You're basically making a row in a DB for every _pixel_ with the S2 approach.

The main point of raster storage is that it avoids the overhead associated with the "row for every datapoint" approach. E.g. the X and Y are implicit and it's simply a big array of Z values, then (optionally but commonly) a sequence of additional downsampled Z arrays for efficient lookup of low-res versions. These are typically tiled for efficiency of extraction of sub-regions. The simplest systems are flat pyramids of raster files in a bucket or on a filesystem. Things like tileDB are essentially a couple of layers on top of this type of idea.
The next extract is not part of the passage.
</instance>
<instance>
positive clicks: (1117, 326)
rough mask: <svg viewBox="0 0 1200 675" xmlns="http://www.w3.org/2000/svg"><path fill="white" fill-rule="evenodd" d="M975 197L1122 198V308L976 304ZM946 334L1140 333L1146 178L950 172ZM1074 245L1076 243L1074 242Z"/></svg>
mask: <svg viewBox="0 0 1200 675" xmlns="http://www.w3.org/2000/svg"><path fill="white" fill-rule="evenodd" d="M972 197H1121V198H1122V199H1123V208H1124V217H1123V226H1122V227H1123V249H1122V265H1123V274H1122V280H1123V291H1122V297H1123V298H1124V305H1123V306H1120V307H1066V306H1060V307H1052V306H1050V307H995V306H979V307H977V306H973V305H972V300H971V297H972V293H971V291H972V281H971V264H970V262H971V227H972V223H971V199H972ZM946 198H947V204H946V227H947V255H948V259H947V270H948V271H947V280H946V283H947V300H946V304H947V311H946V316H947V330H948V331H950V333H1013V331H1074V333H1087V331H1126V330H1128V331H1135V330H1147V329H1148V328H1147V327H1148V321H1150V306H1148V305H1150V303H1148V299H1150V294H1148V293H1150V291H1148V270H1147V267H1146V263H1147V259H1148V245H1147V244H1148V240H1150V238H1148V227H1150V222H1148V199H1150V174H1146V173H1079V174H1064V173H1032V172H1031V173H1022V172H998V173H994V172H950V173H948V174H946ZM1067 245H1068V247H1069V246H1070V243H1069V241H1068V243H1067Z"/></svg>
Either way, the basic unit is a few thousand pixels instead of 1 pixel, which is generally more efficient, as users are usually requesting millions of pixels.

A key advantage is that things are fundamentally in raster format and don't need to be translated back to raster format for the end user.

Basically, the requests / etc that wind up being made are for fundamentally pixels that are parallelograms of some sort in regions that are parallelograms of some sort. After all, this has to go into a .tif/.png/.hdf/etc container at the end of the day. There are a lot of advantages to storing data in a form that's close to that.

torrey_hoffman · on March 18, 2022

The S2 library is the basis for essentially all of Google Maps and Google Earth, the data processing pipelines that build and render Maps, etc.

(I work for Google, have worked in Google Geo for 10+ years and I'm on the Geometry team now, but I'm not speaking for them officially of course)

I don't know enough about GDAL to say anything about the libraries relative abilities.

monktastic1 · on March 13, 2022

It's used everywhere in Maps (of course), including where you'd expect there to be lat/lngs.

rurban · on March 13, 2022

(2019) please.

Last big discussion 2018: https://news.ycombinator.com/item?id=17849546

hobofan · on March 13, 2022

I don't think GitHub projects are generally given a year tag, as they evolve over time.